20:50 JCaesar I didn't expect k to have so little influence…
20:52 pruvisto once I understood the structure of your recursion, I thought it probably wouldn't change very much
20:52 pruvisto but it was actually easier than I expected
20:53 pruvisto these recursions can get pretty funky
20:53 pruvisto anyway, I'm going to bed now
20:53 JCaesar Good night, and thank you.
20:53 pruvisto you'll probably figure it out by yourself now
20:53 pruvisto but this would be my general advice for such problems
20:53 pruvisto plug in some values and see if you can spot some interesting behaviour
20:53 pruvisto then make an educated guess and prove it
20:59 int-e phew sledgehammer could do the induction step
20:59 int-e proving obvious arithmetic identities is hard, sometimes.
21:01 JCaesar I'd need a pow function that isn't weird… ^^ isn't what I want, right?
21:03 int-e Oh, I restricted k to nat in my proof.
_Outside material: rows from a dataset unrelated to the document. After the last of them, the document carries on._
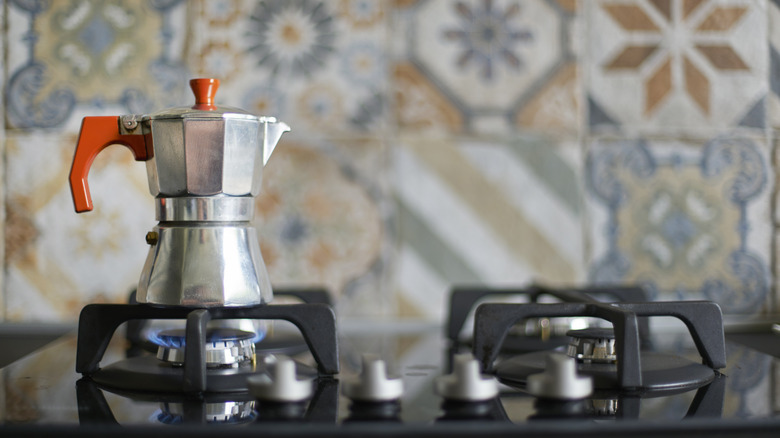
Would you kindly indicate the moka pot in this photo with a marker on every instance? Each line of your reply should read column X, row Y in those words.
column 204, row 166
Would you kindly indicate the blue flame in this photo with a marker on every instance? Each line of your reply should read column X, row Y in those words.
column 175, row 338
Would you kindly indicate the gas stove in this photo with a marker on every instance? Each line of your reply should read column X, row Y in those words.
column 565, row 362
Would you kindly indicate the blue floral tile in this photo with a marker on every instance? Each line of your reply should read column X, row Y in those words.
column 318, row 65
column 324, row 217
column 689, row 220
column 94, row 56
column 486, row 67
column 773, row 100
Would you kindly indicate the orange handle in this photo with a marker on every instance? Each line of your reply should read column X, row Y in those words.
column 96, row 134
column 204, row 89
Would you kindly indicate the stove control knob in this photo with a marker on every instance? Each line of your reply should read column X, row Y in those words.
column 466, row 383
column 560, row 381
column 373, row 385
column 281, row 384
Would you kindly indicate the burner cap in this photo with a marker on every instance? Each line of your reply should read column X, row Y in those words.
column 221, row 412
column 592, row 345
column 225, row 347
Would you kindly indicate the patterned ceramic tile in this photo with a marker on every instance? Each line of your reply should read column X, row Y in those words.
column 773, row 100
column 688, row 219
column 677, row 66
column 325, row 218
column 92, row 54
column 486, row 67
column 2, row 179
column 473, row 212
column 317, row 65
column 58, row 261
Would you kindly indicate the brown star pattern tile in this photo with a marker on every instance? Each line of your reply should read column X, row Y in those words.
column 693, row 59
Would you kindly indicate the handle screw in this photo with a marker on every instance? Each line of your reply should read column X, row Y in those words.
column 152, row 237
column 129, row 122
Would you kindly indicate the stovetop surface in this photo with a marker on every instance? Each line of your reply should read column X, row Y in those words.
column 42, row 393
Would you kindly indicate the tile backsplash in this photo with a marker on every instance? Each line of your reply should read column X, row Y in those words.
column 435, row 143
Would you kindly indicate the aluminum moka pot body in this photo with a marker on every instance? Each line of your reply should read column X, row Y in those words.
column 204, row 166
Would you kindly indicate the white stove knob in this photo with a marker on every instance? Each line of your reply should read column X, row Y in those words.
column 281, row 385
column 373, row 385
column 560, row 381
column 466, row 383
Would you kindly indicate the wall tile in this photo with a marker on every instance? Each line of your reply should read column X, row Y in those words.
column 688, row 219
column 58, row 261
column 325, row 217
column 773, row 100
column 66, row 59
column 2, row 181
column 486, row 67
column 485, row 212
column 317, row 65
column 676, row 67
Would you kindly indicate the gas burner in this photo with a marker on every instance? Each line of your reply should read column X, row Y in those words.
column 541, row 333
column 97, row 323
column 225, row 347
column 592, row 345
column 632, row 370
column 227, row 412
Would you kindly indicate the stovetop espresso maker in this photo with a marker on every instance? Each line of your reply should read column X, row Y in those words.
column 204, row 166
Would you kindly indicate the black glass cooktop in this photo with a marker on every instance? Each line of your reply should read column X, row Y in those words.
column 42, row 394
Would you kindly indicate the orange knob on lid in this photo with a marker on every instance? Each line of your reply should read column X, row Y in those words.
column 204, row 90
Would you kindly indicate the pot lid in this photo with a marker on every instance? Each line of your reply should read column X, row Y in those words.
column 204, row 90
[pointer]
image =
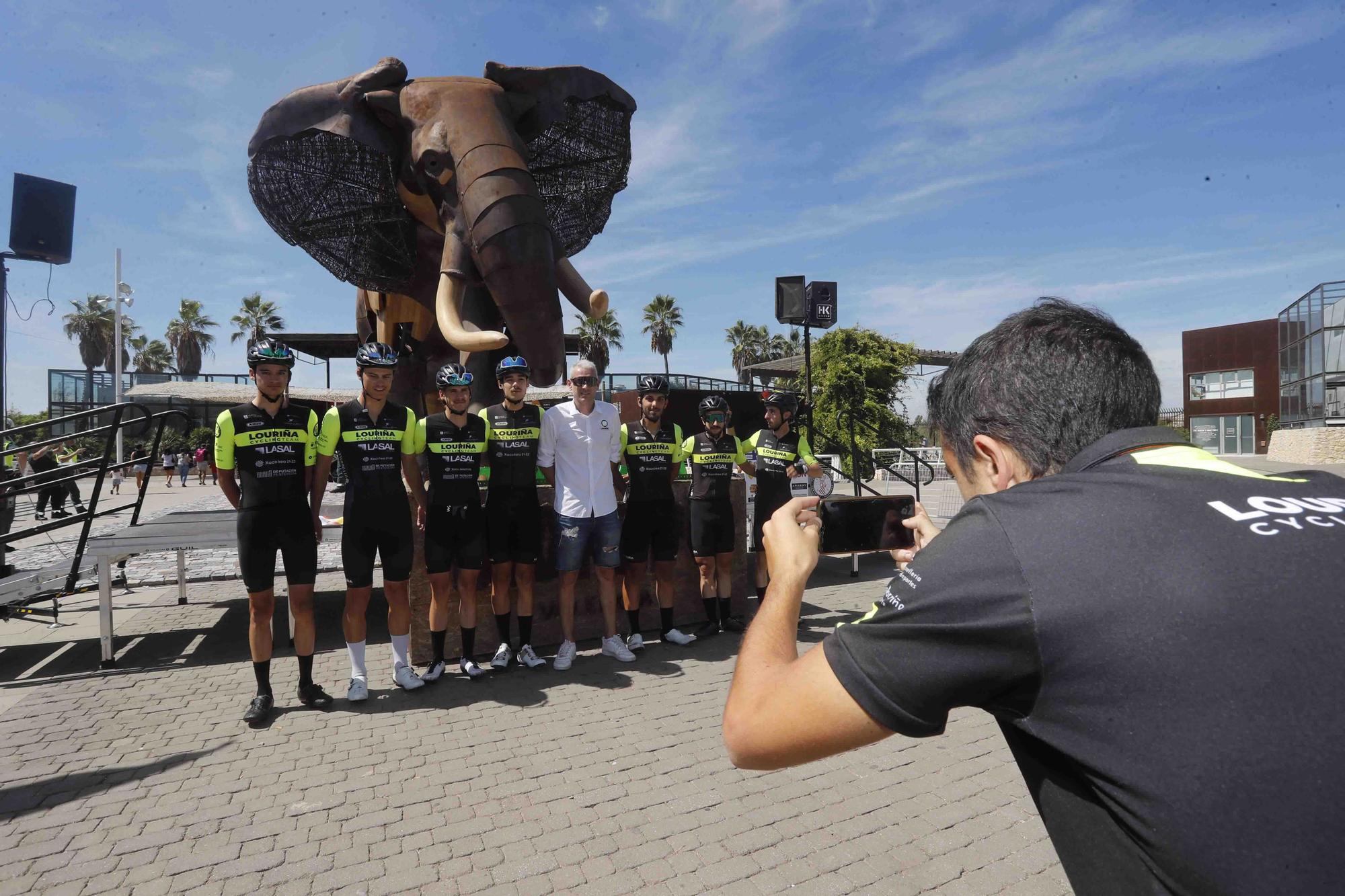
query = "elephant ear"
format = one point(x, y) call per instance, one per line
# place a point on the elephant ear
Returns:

Not sure what the minimal structure for that argument is... a ring should suffice.
21:04 JCaesar nat does suffice for me… I'm counting depths of Sequent Calculus derivations…
21:06 int-e well, ring_1, hmm
21:07 int-e shouldn't there be a function "int => _ :: ring_1"
21:12 pruvisto it's called of_int
21:12 pruvisto monoid_mult should suffice
21:13 JCaesar apply(auto3 sleep: sheep(1-))
21:13 JCaesar :)
21:14 int-e pruvisto: thanks. any idea why "find constants" with "int => _ :: ring_1"  - "_ => _ => _"  doesn't find of_int?
21:15 int-e maybe lift_definition doesn't register it properly? hmm hmm. out of my comfort zone.
21:17 int-e Ah, it does turn up concrete instances though, so I should have found it anyway.